The Sunday NFL Divisional Round games were a showcase for the league’s young guns and graybeards, and while both windows put up big ratings numbers for the networks, it was the senior headliners who drew the biggest crowds.
According to Nielsen live-plus-same-day data, Fox’s presentation of the Tampa Bay-New Orleans showdown averaged 35.5 million viewers and an 18.1 household rating, making it the most-watched TV broadcast since last February’s Super Bowl. In leading the Bucs to a 30-20 win over Drew Brees and the Saints, the 43-year-old Tom Brady not only secured his new squad’s first trip to the NFC Championship game since 2003, but he helped stem the ratings attrition that has dogged the NFL throughout the season.
Linear TV deliveries for the Bucs-Saints broadcast were down 5% versus the year-ago Seahawks-Packers game in 2020, which averaged 37.2 million viewers on Fox. That’s a far gentler rate of change than the 22% declines sustained during Wild Card weekend, and a bit of an improvement from the NFL’s 7% regular-season drop.
When Fox’s streaming and Spanish-language simulcast deliveries are tossed in with the flagship broadcast, the Brady-Brees scrap averaged 36.4 million viewers. This now stands as the smallest turnout for the late Sunday Divisional Round window since the Saints and Vikings averaged 35.6 million viewers on Fox back in 2018.
If the evening NFC game could easily have been branded the Centrum Silver Bowl, given the age of the two quarterbacks—at 42, Brees is the league’s second-oldest player behind Brady—the early AFC contest was the Flintstones Chewable version. The battle between Patrick Mahomes’s Kansas City Chiefs and an upstart Cleveland Browns team led by Baker Mayfield averaged 34.3 million viewers and an 18.3 rating on CBS, down 3% compared to the year-ago Texans-Chiefs broadcast (35.3 million), but up 17% versus the analogous Chargers-Patriots window in 2019 (29.2 million).
Both Mahomes and Mayfield are 25 years old. Despite thriving in the less-wrinkly end of the 18-49 demo, the younger QBs weren’t able to draw more members of the advertiser-coveted cohort than did their Canton-bound elders. Per Nielsen, Fox’s Bucs-Saints broadcast averaged 12.8 million members of the dollar demo, good for a 9.9 rating, while CBS’s Browns-Chiefs production drew 11.4 million adults 18-49, or an 8.8 rating. By way of comparison, the broadcast entertainment series are currently averaging around 840,000 viewers in the all-important sales demo.

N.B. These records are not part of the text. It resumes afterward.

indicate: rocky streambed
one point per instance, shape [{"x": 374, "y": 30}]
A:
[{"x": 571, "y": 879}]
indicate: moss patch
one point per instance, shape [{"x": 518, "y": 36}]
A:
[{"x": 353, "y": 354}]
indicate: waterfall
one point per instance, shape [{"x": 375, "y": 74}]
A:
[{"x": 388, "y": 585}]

All told, the Sunday NFL games were down 4% from their 2020 counterparts, a reassuring result in light of the overall declines the Big Four nets are experiencing in the current broadcast season. Since the current campaign kicked off on Sept. 21, broadcast deliveries are down 19%, which represents a net year-over-year loss of 4.1 million viewers per night.

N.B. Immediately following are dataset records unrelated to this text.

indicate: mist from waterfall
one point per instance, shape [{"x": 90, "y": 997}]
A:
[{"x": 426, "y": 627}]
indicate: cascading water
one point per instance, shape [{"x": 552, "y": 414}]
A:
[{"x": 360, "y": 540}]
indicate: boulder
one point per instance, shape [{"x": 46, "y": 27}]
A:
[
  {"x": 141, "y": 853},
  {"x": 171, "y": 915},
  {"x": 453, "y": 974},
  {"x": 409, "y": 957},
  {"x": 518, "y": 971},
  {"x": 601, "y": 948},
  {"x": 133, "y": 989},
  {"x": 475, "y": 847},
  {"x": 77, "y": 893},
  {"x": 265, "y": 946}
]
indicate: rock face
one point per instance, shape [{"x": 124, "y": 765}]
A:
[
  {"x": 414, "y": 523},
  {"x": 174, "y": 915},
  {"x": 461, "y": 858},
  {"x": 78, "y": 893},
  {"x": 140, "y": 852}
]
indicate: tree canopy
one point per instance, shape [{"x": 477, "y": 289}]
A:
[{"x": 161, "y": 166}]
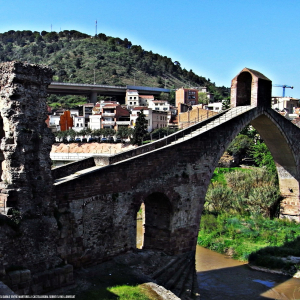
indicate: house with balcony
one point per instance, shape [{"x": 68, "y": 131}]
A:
[
  {"x": 156, "y": 119},
  {"x": 78, "y": 123},
  {"x": 132, "y": 98},
  {"x": 114, "y": 115},
  {"x": 95, "y": 121},
  {"x": 54, "y": 123},
  {"x": 144, "y": 100}
]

Saturday’s doubleheader averaged 26.4 million viewers, down 10% from the year-ago 29.3 million. Fox’s coverage of the Packers’ 32-18 win over the Rams averaged 26.5 million viewers—27.2 million, with streaming and Fox Deportes impressions—while NBC’s primetime Ravens-Bills game averaged 26.2 million viewers and a 13.7 rating.
All told, the TV audience for this year’s Divisional Round averaged out to 30.6 million viewers, down 7% from last season’s 32.8 million. The weekend numbers are most comparable to the 30.2 million viewers who took in the 2018 Divisional Round broadcasts; as it happens, that same year saw the NFL sustain an 8% ratings decline during the regular season.